Cabinet minister and government spokesman Rajitha Senaratne said yesterday authorities believed the NTJ was behind Sunday’s attacks on three churches and three luxury hotels in which 290 people died.
Authorities said 24 people have been arrested and that they were hunting for links between the group and foreign backers.
“We don’t see that only a small organisation in this country can do all that,” Senaratne said.
The Sri Lankan presidency said in a statement that “intelligence sections have reported that there are international terror groups which are behind local terrorists.”
Whoever staged Sunday’s attacks organised an extremely well-planned, coordinated assault.
The Soufan Center, a New York based group that monitors global security threats, said the Sri Lanka bombings bore all the “hallmarks” of “attacks by other Salafi-jihadist groups, particularly those where local groups receive foreign support.”
It highlighted the Christmas Eve bombings in Indonesia in 2000, where al-Qaeda worked with local group Jemmah Islamiyah, and the 2005 hotel bombings in Amman masterminded by an Al-Qaeda affiliate, reports AFP.
“These attacks are designed to increase sectarian tensions and destabilise the governments of the countries where they take place,” said a Soufan Center study.
A report released by the group in January said Al Qaeda and Islamic State wanted to recruit followers in South Asia and their propaganda “highlighted injustices against Muslims in Bangladesh, Myanmar, India, and Sri Lanka.”
Months after Buddhist riots against Muslim targets, the NTJ came to prominence in December when its followers were accused of attacking Buddhist statues in Kegalle district.
The act outraged the country’s majority Buddhist community.

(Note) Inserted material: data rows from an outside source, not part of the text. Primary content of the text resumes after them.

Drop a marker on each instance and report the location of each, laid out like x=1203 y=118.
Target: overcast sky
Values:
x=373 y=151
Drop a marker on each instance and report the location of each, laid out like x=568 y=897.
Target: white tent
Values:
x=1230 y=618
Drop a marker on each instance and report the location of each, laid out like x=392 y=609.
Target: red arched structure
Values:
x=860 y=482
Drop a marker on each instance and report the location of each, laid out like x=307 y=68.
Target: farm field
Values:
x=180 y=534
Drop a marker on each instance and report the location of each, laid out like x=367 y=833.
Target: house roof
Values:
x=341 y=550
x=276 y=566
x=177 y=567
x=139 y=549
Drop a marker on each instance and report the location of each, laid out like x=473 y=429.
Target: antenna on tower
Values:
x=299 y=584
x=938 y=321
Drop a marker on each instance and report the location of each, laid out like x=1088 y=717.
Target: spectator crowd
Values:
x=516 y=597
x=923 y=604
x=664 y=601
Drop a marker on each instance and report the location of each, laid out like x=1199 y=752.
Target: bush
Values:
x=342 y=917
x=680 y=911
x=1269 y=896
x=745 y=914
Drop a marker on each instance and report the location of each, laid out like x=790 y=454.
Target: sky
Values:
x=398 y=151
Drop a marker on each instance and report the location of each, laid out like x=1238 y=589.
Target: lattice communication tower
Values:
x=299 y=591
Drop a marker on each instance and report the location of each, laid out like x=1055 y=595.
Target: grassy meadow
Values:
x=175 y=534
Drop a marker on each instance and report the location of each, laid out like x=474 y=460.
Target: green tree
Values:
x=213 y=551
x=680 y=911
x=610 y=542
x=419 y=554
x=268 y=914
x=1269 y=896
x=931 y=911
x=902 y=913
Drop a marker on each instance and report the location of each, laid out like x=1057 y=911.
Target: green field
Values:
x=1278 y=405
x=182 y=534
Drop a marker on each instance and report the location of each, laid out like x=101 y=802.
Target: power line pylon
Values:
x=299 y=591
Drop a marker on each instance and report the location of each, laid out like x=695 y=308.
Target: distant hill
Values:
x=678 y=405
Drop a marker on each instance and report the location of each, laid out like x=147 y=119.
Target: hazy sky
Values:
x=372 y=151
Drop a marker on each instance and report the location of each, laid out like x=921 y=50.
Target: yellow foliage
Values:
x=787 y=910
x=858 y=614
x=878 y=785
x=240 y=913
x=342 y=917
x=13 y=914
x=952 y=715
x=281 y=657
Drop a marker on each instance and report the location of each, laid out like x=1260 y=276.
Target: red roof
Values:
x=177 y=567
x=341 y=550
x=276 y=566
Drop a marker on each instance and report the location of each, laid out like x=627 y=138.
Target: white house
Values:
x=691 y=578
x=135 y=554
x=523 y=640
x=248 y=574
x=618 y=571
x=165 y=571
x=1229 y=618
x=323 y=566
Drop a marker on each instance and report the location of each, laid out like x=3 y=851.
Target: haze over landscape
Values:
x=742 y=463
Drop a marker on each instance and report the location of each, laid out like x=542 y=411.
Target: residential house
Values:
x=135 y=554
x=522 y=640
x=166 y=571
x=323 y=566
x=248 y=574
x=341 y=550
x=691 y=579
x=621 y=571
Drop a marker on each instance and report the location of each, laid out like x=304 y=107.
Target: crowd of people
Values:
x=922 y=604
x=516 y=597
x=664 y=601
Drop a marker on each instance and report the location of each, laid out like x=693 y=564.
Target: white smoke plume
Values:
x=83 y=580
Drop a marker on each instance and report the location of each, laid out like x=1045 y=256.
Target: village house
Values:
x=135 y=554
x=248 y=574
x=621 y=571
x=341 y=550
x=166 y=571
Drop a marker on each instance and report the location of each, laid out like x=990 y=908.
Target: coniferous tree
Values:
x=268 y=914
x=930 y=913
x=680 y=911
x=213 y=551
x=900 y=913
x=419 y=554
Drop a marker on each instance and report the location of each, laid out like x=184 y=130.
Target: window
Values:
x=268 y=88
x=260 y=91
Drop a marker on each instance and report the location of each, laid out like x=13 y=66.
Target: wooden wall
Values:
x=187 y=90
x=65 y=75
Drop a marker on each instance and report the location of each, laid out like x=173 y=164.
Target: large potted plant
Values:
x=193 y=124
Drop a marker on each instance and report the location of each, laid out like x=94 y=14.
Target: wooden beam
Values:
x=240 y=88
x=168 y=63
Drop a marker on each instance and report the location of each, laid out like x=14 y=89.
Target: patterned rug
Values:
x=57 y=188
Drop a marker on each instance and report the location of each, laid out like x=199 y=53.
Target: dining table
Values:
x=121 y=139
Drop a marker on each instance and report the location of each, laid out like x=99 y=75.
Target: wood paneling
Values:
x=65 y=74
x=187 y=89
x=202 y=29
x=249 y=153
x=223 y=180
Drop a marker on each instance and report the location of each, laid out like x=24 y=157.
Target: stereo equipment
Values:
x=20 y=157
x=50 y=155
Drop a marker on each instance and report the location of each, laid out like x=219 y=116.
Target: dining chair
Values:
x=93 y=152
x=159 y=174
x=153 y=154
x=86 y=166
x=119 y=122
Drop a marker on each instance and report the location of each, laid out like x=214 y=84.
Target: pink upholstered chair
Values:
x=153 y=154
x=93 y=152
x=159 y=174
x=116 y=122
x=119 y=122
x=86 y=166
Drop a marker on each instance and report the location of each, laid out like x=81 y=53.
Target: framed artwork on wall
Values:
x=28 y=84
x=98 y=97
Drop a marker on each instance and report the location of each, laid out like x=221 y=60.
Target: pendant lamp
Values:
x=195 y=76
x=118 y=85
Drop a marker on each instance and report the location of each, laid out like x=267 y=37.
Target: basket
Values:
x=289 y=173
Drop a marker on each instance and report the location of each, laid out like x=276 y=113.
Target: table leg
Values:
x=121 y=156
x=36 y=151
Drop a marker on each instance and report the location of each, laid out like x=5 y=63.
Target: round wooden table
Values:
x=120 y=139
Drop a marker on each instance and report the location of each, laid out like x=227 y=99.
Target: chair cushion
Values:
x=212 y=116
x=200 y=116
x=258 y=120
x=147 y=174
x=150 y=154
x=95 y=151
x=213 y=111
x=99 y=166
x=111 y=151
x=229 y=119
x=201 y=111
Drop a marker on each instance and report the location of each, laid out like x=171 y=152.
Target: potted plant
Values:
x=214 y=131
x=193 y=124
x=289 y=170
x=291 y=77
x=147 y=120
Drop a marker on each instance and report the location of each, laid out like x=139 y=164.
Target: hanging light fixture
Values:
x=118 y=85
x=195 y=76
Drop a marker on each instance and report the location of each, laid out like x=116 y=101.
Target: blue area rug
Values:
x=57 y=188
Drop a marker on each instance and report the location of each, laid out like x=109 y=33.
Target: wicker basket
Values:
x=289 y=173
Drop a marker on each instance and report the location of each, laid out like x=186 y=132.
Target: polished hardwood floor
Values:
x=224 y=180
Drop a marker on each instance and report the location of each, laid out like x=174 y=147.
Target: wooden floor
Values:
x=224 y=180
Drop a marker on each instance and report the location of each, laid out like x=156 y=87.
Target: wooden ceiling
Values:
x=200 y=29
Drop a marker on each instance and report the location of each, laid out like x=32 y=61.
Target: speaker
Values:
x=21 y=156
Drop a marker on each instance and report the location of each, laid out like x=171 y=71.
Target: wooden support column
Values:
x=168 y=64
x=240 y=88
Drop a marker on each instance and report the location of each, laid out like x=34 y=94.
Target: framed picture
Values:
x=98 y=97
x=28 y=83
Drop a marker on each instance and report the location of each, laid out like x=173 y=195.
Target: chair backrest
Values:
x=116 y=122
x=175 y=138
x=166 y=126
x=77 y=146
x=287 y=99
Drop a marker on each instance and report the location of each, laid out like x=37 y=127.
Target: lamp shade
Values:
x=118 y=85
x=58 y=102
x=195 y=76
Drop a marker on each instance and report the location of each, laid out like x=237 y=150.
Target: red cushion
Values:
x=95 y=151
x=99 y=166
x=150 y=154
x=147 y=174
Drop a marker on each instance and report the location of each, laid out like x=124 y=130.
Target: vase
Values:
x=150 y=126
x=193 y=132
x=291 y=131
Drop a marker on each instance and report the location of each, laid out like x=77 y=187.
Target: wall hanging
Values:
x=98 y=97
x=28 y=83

NTJ secretary Abdul Razik has been arrested several times on charges of inciting religious unrest.
After one incident in 2016, Galagodaatte Gnanasara, head of a radical Buddhist group, the BSS, warned there would be “a blood bath” unless Razik was arrested. Gnanasara has himself since served a jail term for intimidating the wife of a missing journalist.
But signs of radicalisation have grown since the group allegedly took hammers to Buddhist statues.
In January, Sri Lankan security forces discovered 100 kilogrammes of high explosives and 100 detonators near a remote wildlife park.
While no group was accused, authorities said four Muslim radicals had been detained.
Major questions are now being asked over whether Sri Lankan police did enough to head off fears of suicide attacks on churches.
The government spokesman said however that police chief Pujuth Jayasundara should consider resigning following the attacks.